At a virtual summit held at the time, the leaders of Burkina Faso, Chad, Mali, Mauritania and Niger, known as the G5 countries, warned him against the dangers of a rapid pullout.

At the ceremony in Paris, a group of 80 or some French and European special forces drawn from the multinational Takuba force in the Sahel region led the procession, a choice intended to send a diplomatic message to Western counterparts that indeed, Macron has kept his promise and withdrawn troops.

Paris wants Takuba – which numbers only 600 troops currently, half of them French – to take over more responsibilities from the 5,100 soldiers in France’s Barkhane operation, who have been battling Islamist groups in Western Africa alongside local soldiers for eight years.

Alongside the celebrations, the southern Riviera town of Nice also marked the fifth anniversary of a terror attack that saw a man kill 86 people after driving a truck into a crowd of people watching fireworks. The Bastille Parade Day has been an annual affair since 1880 without exception.

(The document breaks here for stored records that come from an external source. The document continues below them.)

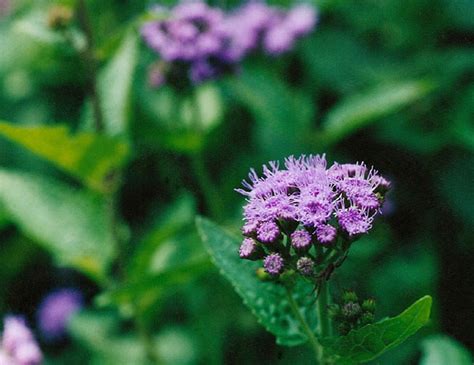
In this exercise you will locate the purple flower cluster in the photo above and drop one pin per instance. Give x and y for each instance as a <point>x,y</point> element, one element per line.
<point>306,204</point>
<point>55,311</point>
<point>203,42</point>
<point>18,344</point>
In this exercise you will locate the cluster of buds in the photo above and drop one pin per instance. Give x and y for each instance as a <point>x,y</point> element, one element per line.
<point>304,218</point>
<point>352,313</point>
<point>201,42</point>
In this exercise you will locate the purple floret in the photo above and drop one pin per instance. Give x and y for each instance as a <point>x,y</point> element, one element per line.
<point>354,221</point>
<point>273,264</point>
<point>55,310</point>
<point>301,240</point>
<point>326,233</point>
<point>268,232</point>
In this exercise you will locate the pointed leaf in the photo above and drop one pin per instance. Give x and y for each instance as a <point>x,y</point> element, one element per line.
<point>267,300</point>
<point>356,112</point>
<point>372,340</point>
<point>87,156</point>
<point>114,86</point>
<point>71,224</point>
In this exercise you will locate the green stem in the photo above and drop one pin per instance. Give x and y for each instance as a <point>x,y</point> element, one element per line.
<point>313,341</point>
<point>91,65</point>
<point>323,316</point>
<point>147,340</point>
<point>211,194</point>
<point>207,187</point>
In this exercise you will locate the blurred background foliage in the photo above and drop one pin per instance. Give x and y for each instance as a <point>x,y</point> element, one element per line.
<point>385,82</point>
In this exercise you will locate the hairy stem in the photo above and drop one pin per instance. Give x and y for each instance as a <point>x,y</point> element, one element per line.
<point>211,194</point>
<point>91,65</point>
<point>323,315</point>
<point>313,341</point>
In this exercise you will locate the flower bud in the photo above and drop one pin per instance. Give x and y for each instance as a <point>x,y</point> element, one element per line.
<point>305,266</point>
<point>368,305</point>
<point>273,264</point>
<point>250,250</point>
<point>349,296</point>
<point>351,310</point>
<point>301,240</point>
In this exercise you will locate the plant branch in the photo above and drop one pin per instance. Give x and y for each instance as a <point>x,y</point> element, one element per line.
<point>91,65</point>
<point>313,341</point>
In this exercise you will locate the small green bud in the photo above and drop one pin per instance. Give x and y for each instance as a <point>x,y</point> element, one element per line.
<point>351,310</point>
<point>344,328</point>
<point>367,318</point>
<point>368,305</point>
<point>349,296</point>
<point>263,275</point>
<point>334,310</point>
<point>59,17</point>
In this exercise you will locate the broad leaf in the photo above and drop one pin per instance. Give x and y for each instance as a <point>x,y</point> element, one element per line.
<point>89,157</point>
<point>442,350</point>
<point>372,340</point>
<point>114,86</point>
<point>356,112</point>
<point>267,300</point>
<point>71,224</point>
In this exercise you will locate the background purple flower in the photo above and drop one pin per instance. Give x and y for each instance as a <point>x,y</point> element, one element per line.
<point>55,310</point>
<point>18,344</point>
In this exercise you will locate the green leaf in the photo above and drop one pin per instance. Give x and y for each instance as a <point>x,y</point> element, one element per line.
<point>115,84</point>
<point>87,156</point>
<point>442,350</point>
<point>267,300</point>
<point>283,116</point>
<point>356,112</point>
<point>98,333</point>
<point>71,224</point>
<point>159,243</point>
<point>145,292</point>
<point>372,340</point>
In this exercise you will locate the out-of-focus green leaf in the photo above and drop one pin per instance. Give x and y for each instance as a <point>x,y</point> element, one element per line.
<point>115,84</point>
<point>71,224</point>
<point>146,291</point>
<point>455,184</point>
<point>358,111</point>
<point>443,350</point>
<point>87,156</point>
<point>268,301</point>
<point>282,116</point>
<point>370,341</point>
<point>176,218</point>
<point>95,331</point>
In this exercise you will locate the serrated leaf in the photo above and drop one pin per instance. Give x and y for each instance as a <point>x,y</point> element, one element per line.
<point>372,340</point>
<point>442,350</point>
<point>71,224</point>
<point>267,300</point>
<point>88,156</point>
<point>358,111</point>
<point>115,84</point>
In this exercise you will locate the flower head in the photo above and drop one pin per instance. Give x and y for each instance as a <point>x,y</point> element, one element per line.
<point>304,202</point>
<point>18,344</point>
<point>204,42</point>
<point>55,310</point>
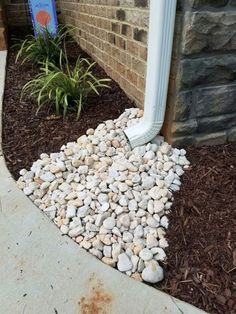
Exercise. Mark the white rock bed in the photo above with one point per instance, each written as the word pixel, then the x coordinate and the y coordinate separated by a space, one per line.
pixel 111 200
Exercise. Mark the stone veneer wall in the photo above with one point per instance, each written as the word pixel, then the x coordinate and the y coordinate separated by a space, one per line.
pixel 202 98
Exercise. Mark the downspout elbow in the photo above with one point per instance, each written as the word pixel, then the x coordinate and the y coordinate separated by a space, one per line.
pixel 143 132
pixel 160 40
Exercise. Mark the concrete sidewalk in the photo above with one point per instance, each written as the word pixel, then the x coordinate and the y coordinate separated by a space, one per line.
pixel 43 272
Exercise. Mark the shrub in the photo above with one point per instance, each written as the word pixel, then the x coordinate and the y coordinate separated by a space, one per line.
pixel 43 47
pixel 63 87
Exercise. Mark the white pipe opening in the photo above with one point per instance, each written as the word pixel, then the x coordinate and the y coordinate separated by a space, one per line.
pixel 160 41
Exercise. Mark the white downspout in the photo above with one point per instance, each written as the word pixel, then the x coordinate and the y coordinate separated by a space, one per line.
pixel 160 41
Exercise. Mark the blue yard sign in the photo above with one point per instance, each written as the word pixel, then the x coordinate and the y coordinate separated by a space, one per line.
pixel 43 13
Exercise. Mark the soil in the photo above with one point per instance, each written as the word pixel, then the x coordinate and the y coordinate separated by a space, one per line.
pixel 27 135
pixel 201 266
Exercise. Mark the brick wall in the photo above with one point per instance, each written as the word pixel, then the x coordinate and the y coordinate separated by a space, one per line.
pixel 114 32
pixel 201 106
pixel 202 109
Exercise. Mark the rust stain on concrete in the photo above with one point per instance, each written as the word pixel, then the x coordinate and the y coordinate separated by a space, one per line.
pixel 98 301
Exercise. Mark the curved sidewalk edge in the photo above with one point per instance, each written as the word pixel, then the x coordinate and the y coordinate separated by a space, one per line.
pixel 42 271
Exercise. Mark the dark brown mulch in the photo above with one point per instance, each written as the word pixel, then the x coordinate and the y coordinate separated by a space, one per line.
pixel 26 136
pixel 202 234
pixel 201 265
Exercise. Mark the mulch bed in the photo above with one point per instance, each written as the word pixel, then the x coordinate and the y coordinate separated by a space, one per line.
pixel 201 262
pixel 201 266
pixel 26 136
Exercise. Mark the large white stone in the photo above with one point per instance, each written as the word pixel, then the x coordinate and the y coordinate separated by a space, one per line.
pixel 124 263
pixel 153 273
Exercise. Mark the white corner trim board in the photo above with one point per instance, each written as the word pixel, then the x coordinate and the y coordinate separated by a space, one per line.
pixel 160 41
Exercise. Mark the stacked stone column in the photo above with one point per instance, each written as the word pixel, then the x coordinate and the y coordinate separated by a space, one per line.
pixel 202 96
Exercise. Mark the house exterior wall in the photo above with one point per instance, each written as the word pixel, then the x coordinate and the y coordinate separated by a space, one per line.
pixel 201 107
pixel 114 33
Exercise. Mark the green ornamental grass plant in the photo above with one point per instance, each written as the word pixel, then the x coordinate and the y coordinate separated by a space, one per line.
pixel 64 87
pixel 45 47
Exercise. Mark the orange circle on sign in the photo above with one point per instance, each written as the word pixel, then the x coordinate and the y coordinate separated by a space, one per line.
pixel 43 18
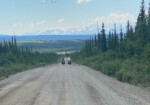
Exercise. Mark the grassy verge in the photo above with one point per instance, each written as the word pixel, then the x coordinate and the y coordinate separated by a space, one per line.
pixel 126 70
pixel 6 71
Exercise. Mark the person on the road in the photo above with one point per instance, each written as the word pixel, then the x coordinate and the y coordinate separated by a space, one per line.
pixel 69 60
pixel 63 60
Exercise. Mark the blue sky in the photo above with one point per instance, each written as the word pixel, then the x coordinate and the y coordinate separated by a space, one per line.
pixel 37 16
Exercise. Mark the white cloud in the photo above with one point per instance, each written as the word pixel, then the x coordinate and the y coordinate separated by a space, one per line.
pixel 61 20
pixel 43 1
pixel 41 22
pixel 83 1
pixel 16 25
pixel 115 18
pixel 31 25
pixel 48 0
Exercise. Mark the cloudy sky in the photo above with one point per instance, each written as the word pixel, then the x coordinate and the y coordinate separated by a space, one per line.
pixel 35 16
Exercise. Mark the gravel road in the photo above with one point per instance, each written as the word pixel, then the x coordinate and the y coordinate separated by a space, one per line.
pixel 69 85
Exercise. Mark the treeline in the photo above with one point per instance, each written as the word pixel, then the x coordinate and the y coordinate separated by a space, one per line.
pixel 124 56
pixel 14 59
pixel 53 45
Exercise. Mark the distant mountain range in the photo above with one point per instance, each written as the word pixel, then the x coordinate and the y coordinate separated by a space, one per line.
pixel 46 37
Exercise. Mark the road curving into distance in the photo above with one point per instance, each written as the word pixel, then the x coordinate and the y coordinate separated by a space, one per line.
pixel 69 85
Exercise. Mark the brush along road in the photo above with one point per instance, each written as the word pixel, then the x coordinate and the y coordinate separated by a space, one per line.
pixel 68 85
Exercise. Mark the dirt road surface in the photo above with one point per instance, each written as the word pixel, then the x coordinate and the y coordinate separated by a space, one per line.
pixel 68 85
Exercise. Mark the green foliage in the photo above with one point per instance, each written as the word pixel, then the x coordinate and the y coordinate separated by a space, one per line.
pixel 127 58
pixel 15 59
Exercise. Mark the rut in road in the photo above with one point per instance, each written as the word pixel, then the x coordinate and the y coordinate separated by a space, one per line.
pixel 69 85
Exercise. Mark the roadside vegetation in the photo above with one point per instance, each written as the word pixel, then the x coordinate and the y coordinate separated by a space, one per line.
pixel 59 46
pixel 15 59
pixel 123 56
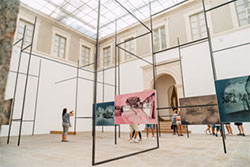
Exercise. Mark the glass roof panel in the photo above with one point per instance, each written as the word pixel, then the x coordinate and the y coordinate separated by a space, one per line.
pixel 81 15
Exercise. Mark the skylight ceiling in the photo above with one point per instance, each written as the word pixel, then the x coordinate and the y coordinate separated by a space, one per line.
pixel 81 15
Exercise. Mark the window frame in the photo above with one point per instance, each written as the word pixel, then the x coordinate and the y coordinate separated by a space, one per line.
pixel 59 46
pixel 81 57
pixel 159 36
pixel 103 53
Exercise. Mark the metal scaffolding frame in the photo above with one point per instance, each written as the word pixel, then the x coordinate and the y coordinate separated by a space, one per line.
pixel 117 75
pixel 27 74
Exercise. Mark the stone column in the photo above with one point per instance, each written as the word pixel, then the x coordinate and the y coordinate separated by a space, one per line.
pixel 8 16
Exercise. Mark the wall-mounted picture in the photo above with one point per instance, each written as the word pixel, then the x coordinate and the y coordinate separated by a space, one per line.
pixel 233 96
pixel 201 115
pixel 5 117
pixel 136 108
pixel 105 114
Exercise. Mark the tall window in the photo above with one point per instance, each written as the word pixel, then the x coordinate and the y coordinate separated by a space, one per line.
pixel 129 46
pixel 107 56
pixel 28 32
pixel 85 55
pixel 243 11
pixel 59 46
pixel 198 26
pixel 159 39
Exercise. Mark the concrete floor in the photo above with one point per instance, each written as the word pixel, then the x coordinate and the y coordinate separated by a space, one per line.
pixel 197 151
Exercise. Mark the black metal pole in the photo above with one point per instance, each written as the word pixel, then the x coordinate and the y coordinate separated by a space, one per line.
pixel 154 74
pixel 76 98
pixel 103 91
pixel 182 78
pixel 26 84
pixel 119 129
pixel 212 62
pixel 15 88
pixel 37 92
pixel 95 84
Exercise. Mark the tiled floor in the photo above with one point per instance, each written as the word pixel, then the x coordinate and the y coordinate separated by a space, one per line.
pixel 197 151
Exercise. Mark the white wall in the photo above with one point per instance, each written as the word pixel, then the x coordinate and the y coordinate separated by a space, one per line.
pixel 53 97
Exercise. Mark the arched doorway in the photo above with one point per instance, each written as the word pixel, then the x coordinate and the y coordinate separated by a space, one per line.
pixel 167 94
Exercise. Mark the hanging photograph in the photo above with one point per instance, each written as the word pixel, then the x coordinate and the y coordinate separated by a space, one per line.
pixel 105 114
pixel 233 96
pixel 5 117
pixel 199 115
pixel 136 108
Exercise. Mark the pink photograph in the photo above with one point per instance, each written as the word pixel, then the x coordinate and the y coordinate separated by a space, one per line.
pixel 136 108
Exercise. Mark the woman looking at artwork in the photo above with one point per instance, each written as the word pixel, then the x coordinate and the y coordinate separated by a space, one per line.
pixel 174 127
pixel 66 123
pixel 178 123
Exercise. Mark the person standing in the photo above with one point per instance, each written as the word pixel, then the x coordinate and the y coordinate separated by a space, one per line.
pixel 66 123
pixel 150 126
pixel 240 128
pixel 229 129
pixel 174 122
pixel 178 123
pixel 133 127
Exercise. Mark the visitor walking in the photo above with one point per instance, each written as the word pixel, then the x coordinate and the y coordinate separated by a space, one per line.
pixel 178 123
pixel 150 126
pixel 208 130
pixel 173 125
pixel 133 127
pixel 66 123
pixel 229 129
pixel 240 128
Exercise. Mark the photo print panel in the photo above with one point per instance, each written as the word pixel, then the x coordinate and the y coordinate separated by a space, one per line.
pixel 199 115
pixel 136 108
pixel 105 114
pixel 233 96
pixel 5 118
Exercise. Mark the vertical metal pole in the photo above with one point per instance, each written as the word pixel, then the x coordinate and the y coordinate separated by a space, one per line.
pixel 182 78
pixel 76 98
pixel 37 92
pixel 103 91
pixel 212 62
pixel 154 73
pixel 95 84
pixel 26 84
pixel 15 88
pixel 119 77
pixel 119 130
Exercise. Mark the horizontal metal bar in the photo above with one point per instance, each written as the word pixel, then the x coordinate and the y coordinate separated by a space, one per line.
pixel 189 106
pixel 26 47
pixel 24 73
pixel 65 80
pixel 167 63
pixel 17 42
pixel 87 65
pixel 135 55
pixel 97 81
pixel 22 120
pixel 84 117
pixel 133 15
pixel 133 38
pixel 219 50
pixel 53 60
pixel 165 115
pixel 184 44
pixel 196 43
pixel 220 6
pixel 16 120
pixel 169 8
pixel 125 156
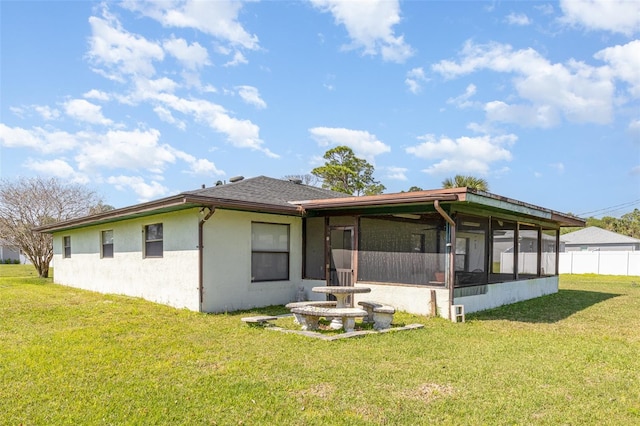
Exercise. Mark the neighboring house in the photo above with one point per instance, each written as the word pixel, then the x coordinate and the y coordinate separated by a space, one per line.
pixel 8 252
pixel 597 239
pixel 257 242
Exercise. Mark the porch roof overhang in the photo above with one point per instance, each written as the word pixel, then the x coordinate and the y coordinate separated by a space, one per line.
pixel 457 199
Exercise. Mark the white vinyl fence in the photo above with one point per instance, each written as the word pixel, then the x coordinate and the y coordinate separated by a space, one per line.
pixel 600 262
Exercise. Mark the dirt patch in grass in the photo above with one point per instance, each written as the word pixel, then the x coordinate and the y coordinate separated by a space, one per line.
pixel 429 392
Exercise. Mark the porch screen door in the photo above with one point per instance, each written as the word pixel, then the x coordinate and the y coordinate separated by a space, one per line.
pixel 341 255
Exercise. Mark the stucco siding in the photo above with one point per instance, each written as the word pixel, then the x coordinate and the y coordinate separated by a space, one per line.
pixel 171 279
pixel 227 282
pixel 412 299
pixel 507 293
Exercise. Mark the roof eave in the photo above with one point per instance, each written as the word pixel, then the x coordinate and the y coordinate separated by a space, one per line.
pixel 175 203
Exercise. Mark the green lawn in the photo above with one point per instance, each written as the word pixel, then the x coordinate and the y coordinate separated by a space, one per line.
pixel 75 357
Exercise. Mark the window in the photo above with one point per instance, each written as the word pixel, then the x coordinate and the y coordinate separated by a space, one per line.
pixel 503 244
pixel 402 249
pixel 548 262
pixel 66 247
pixel 153 240
pixel 107 243
pixel 269 252
pixel 471 248
pixel 527 251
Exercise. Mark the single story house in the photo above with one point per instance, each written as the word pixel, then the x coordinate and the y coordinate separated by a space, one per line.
pixel 262 241
pixel 594 238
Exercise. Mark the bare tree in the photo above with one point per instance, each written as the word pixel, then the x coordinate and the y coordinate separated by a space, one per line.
pixel 27 203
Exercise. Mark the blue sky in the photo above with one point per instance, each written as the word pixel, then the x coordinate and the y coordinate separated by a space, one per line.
pixel 141 100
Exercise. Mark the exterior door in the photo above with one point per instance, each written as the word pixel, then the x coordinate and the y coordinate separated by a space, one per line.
pixel 341 255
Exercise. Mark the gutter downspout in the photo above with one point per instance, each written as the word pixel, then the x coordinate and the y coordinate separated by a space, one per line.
pixel 451 245
pixel 212 210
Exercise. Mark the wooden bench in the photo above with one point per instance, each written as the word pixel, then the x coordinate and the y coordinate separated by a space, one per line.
pixel 320 303
pixel 261 320
pixel 379 314
pixel 310 316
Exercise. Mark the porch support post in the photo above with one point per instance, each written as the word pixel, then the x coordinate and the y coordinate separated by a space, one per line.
pixel 451 251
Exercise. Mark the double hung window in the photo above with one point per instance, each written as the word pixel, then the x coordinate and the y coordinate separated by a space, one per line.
pixel 153 240
pixel 107 243
pixel 269 252
pixel 66 247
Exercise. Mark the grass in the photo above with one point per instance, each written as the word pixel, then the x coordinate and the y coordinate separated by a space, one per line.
pixel 75 357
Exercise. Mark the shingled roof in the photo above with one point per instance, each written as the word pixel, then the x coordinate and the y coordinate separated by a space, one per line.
pixel 265 190
pixel 259 194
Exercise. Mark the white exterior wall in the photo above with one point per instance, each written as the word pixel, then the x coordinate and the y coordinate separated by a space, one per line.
pixel 508 292
pixel 417 299
pixel 171 279
pixel 412 299
pixel 227 263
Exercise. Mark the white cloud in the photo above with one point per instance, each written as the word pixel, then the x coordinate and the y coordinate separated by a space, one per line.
pixel 97 95
pixel 396 173
pixel 132 150
pixel 473 155
pixel 57 168
pixel 462 101
pixel 199 166
pixel 415 78
pixel 120 52
pixel 145 191
pixel 625 63
pixel 361 142
pixel 192 56
pixel 165 115
pixel 251 95
pixel 618 16
pixel 370 26
pixel 217 18
pixel 240 133
pixel 83 110
pixel 238 58
pixel 519 19
pixel 46 112
pixel 38 139
pixel 579 92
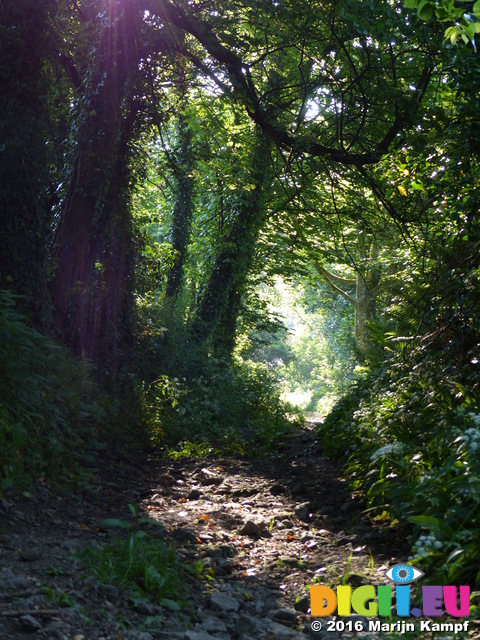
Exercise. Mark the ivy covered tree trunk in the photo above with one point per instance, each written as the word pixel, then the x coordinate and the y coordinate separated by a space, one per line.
pixel 365 303
pixel 183 208
pixel 214 323
pixel 24 219
pixel 93 262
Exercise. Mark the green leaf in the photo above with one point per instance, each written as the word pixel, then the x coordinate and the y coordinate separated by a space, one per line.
pixel 425 10
pixel 170 604
pixel 116 522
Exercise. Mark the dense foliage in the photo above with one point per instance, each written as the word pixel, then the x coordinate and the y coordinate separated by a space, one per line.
pixel 162 163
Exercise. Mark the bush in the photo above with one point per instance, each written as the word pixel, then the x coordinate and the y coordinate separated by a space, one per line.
pixel 409 437
pixel 234 407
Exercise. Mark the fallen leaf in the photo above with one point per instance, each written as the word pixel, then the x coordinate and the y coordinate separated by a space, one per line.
pixel 204 518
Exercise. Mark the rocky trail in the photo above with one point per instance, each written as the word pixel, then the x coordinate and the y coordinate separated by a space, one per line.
pixel 263 531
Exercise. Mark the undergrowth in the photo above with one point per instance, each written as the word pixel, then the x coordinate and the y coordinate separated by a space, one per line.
pixel 229 407
pixel 409 437
pixel 141 564
pixel 52 417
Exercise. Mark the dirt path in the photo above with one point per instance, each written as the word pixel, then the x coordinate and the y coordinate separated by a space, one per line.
pixel 264 531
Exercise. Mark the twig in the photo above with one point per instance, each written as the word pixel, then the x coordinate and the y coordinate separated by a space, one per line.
pixel 32 612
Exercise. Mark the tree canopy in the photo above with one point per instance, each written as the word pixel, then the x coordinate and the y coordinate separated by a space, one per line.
pixel 163 161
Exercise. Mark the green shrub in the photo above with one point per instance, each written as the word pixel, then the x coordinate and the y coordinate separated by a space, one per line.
pixel 142 564
pixel 234 407
pixel 409 437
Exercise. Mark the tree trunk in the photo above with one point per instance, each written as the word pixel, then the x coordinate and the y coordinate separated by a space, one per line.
pixel 93 240
pixel 216 316
pixel 365 302
pixel 24 197
pixel 183 209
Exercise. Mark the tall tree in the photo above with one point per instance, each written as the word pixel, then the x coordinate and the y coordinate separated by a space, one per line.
pixel 93 255
pixel 24 155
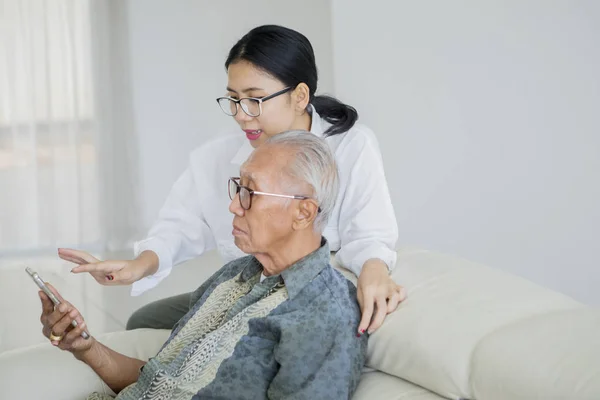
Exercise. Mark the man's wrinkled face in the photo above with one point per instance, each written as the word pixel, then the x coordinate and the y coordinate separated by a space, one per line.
pixel 267 225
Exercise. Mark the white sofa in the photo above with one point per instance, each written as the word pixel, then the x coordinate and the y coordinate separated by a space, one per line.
pixel 466 331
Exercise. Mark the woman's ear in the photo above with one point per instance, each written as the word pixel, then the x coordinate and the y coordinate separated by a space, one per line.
pixel 306 213
pixel 301 97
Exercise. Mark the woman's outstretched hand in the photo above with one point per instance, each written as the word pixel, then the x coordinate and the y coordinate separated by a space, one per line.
pixel 378 295
pixel 111 272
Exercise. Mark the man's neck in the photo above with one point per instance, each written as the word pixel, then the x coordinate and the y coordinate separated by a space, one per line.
pixel 288 254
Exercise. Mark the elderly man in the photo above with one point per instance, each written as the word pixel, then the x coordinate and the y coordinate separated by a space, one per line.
pixel 279 323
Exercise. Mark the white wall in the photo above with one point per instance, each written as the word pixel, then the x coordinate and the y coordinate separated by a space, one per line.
pixel 488 114
pixel 178 49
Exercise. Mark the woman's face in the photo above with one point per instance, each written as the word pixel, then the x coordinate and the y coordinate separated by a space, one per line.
pixel 279 114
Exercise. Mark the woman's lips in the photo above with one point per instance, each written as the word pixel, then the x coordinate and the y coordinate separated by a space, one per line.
pixel 237 231
pixel 253 134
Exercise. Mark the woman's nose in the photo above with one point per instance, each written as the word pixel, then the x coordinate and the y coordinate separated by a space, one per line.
pixel 241 116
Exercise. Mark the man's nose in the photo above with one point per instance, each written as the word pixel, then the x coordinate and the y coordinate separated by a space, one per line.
pixel 235 207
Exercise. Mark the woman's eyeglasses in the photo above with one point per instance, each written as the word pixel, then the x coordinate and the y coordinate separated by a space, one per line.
pixel 246 194
pixel 252 106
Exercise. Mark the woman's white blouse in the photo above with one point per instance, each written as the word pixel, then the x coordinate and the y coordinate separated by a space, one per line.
pixel 195 218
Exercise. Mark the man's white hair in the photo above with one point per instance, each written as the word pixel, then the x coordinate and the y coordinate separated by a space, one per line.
pixel 314 164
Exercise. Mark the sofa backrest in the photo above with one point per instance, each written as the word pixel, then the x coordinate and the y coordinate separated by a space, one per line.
pixel 464 324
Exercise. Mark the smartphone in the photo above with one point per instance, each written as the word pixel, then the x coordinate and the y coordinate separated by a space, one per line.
pixel 39 281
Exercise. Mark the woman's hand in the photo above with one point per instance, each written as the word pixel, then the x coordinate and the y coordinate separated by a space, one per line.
pixel 56 322
pixel 112 272
pixel 378 295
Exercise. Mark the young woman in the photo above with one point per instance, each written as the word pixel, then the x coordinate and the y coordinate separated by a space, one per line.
pixel 271 85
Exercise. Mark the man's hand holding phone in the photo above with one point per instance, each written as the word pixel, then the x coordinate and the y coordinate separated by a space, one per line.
pixel 58 327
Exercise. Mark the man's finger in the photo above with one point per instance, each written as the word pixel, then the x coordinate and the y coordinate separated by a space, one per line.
pixel 367 314
pixel 47 305
pixel 71 337
pixel 53 290
pixel 380 314
pixel 60 327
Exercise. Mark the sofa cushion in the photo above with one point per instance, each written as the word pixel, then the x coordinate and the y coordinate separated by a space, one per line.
pixel 452 305
pixel 551 356
pixel 377 385
pixel 58 375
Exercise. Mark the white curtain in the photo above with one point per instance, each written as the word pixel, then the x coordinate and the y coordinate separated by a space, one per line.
pixel 67 165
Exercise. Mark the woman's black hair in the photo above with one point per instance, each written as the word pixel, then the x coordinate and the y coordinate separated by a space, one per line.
pixel 288 56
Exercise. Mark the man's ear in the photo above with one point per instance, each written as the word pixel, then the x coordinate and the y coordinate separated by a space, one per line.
pixel 306 213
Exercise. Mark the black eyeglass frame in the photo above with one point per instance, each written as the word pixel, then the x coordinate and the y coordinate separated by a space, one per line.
pixel 259 100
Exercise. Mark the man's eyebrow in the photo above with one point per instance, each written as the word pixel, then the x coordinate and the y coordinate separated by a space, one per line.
pixel 247 175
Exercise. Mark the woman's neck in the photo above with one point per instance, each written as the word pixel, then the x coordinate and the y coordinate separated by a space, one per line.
pixel 303 122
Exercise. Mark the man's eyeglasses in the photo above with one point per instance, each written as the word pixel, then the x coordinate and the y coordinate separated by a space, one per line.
pixel 246 194
pixel 252 106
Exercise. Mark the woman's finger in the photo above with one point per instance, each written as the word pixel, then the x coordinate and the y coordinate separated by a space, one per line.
pixel 393 301
pixel 380 314
pixel 104 267
pixel 367 313
pixel 77 256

The day is presided over by the President of the French Republic who arrives via a convoy of the Republican Guard to the Arc de Triomphe. He is then greeted by the parade commander, who informs him that the parade is ready for his inspection. He then rides the Chief of Defense Staff’s vehicle to inspect the troops on the Champs-Elysées, escorted by troopers and officers of the Republican Guard’s cavalry regiment and its mounted band, waving on the crowds lining up on the boulevard. After he disembarks from the vehicle, he finishes the inspection through one done for the Republican Guard Infantry units, then walks to the stage on the Place de la Concorde to meet the dignitaries present.